Michael Botticelli, the new White House director of national drug control policy, is a recovering addict who opposes both medical and recreational legalization. His main concern, which you share, is the effect on kids. A science question and a policy question: Is the effect of marijuana on juveniles clearly established, or is further research needed? Has the experience of Washington and Colorado taught us anything about the ability to enforce age limits?

I'm not convinced by the science behind the "developing brain" idea: that juveniles risk cell-and-tissue-level brain damage from cannabis use. I haven't seen anything that looks like evidence that occasional use does any harm to anybody. But a 15-year-old who spends most of his life stoned is missing opportunities to learn, both academically and socially, and you don't need any fancy brain-imaging data to figure out that's a bad idea.

Of course, age limits aren't enforceable in the sense that you can't prevent some people old enough to buy from supplying others too young to buy, any more than you can with alcohol. But we also know from the case of alcohol that enforcing the rules against direct sales to minors makes access a little bit harder and has a measurable impact on problem use. Here again, I'd stress the importance of price. Adolescents are, on average, more price-sensitive than adults.

Botticelli also says that legalization, and the marketing that is likely to follow, present a pernicious temptation for Americans with substance abuse problems. "I don't want to be walking down the street and smell marijuana smoke," he has said. Is that a common view in the recovery community? Is it a legitimate factor in making drug policy?
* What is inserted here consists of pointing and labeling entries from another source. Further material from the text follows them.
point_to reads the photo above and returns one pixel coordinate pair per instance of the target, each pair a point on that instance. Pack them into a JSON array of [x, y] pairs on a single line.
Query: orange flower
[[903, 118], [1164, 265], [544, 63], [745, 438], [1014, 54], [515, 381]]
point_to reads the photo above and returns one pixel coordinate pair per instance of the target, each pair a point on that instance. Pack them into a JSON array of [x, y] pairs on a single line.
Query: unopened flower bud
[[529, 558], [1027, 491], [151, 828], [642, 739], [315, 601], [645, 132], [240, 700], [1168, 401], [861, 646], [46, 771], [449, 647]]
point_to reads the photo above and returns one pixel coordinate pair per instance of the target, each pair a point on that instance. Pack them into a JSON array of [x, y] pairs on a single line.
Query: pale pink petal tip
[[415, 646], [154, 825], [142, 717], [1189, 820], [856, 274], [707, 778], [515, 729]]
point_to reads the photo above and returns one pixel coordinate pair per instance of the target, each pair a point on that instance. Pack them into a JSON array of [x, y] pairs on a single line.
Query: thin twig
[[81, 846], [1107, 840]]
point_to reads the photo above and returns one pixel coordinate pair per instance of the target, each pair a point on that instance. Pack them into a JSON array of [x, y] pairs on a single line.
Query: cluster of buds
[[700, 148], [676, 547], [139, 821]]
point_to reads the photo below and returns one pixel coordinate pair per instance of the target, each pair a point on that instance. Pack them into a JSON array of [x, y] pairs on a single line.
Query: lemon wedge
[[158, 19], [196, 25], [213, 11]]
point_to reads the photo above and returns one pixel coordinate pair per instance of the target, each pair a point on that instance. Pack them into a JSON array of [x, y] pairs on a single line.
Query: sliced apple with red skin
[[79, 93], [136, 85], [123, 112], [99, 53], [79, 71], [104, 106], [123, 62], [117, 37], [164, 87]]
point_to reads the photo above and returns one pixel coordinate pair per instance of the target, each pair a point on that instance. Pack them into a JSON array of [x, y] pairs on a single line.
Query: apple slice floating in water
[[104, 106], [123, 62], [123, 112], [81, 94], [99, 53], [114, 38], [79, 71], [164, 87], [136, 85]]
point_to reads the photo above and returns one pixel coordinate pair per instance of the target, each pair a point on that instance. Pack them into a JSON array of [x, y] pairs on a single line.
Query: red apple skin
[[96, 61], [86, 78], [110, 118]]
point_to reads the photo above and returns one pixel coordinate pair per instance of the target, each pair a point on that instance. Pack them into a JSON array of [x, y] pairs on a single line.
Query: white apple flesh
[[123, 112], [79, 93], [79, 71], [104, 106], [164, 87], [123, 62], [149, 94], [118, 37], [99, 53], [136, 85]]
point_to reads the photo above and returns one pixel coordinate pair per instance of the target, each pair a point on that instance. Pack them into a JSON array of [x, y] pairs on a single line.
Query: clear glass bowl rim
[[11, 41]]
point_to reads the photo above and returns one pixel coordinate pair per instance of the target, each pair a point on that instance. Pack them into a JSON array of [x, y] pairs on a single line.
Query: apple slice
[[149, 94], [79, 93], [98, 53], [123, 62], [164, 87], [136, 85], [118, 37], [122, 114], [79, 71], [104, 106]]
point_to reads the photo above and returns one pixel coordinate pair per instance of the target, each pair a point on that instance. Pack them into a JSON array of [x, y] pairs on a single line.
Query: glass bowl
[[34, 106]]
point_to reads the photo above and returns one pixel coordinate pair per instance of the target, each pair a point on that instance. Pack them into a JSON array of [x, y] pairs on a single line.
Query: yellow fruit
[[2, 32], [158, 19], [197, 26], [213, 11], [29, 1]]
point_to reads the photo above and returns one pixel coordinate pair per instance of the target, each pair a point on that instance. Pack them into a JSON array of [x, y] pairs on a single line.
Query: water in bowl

Yes, of course commercial legalization will put an extra strain on people in recovery, and also increase the number of people who need to go into recovery. Is that a good enough reason to criminalize the behavior of 40 million Americans and support a $40-billion-a-year illicit industry? I don't think so. That suggests the value of legalization without commercialization: the DC "grow-and-give" system, or restricting the business to co-ops or non-profits, or a state monopoly. I'd also oppose allowing any sort of retail storefront: require all sales to phone or internet orders consummated by delivery. Then you're not creating the drug-use cues that Michael Botticelli is properly worried about.

You once half-joked that Congress would not remove cannabis from the list of criminal substances "until the second Hillary Clinton administration." Listening to Republican presidential hopefuls (Jeb Bush, Rand Paul, Ted Cruz) expressing openness to state-by-state legalization, are you inclined to revise your timetable?

As Yogi Berra and Werner Heisenberg both said, predictions are dangerous, especially about the future. I think national-level legalization is now more likely than not sometime in the next twenty years, but I don't really have a clue as to when it might happen.

A previous version of this article improperly referenced California several times.